Given that very limited analogy, and possibly (probably) stretching it too far, there is a principle in impulse turbines that the theoretical upper limit on efficiency comes from reducing the incoming fluid velocity by half with the bucket moving at half the incoming fluid velocity. I was trying to figure out if there is an analogous property inherent in the DDWFTTW cart design. I just realized it's probably in the Drela papers and I missed it so I'll go read them again. It's probably the L/D limit from Marchaj applied to the prop/cart/wind geometry.

 

... at that terminal speed.

I assume you mean from at the beginning i.e. startup when the prop foils are stalled. As you approach terminal speed two things happen:

1) the blade efficiency drops as the angle of attack (AOA) drops.

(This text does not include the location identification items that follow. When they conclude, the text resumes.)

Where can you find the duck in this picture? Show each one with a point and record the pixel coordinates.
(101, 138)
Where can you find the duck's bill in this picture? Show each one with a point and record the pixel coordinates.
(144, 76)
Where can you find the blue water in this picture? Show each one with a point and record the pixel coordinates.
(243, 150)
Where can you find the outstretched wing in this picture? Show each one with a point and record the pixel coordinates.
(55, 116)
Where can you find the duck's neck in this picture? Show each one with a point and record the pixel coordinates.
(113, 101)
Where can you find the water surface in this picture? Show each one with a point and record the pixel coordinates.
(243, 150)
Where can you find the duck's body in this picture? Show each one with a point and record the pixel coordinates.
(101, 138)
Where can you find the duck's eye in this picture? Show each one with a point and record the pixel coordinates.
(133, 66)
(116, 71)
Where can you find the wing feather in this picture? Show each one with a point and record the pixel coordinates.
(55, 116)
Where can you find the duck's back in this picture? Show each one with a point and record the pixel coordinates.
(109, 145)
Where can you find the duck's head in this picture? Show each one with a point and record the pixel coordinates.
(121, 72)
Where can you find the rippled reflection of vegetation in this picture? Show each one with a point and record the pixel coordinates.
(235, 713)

2) the cart overall efficiency drops both with the blade efficiency and with the increasing losses. If the overall efficiency always improved with increasing cart speed there might be no upper limit.

Maybe efficiency isn't the right term for the blade, but in the blade-apparent wind frame the prop can no longer deliver increased momentum to the cart as all the air being turned is used to overcome losses at the terminal speed, and increasing cart speed increases losses with which the prop can't keep up as it approaches feathering (luffing in cloth sailing terms i.e. low AOA).

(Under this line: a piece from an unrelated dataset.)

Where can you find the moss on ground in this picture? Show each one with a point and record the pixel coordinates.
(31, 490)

Actually, maybe that is what I am getting at: the optimum design has the blade efficiency reaching a maximum at cart terminal speed and so blade efficiency never falls off. As you say it would seem that VP should get you most of the way there.

 

That's where I begin to wonder where the energy comes from if you don't have an engine supplying it. You reach wind speed, you engage friction driven wheels to a propeller that only puts out 85% of the energy put into it and
A: You keep speeding up, faster and faster.
B: you slow down
I'm thinking B.

 

Ooh! Ooh! Let me! Let me do this one!

You can go back through this thread, this has been covered at length. I'll try to summarize.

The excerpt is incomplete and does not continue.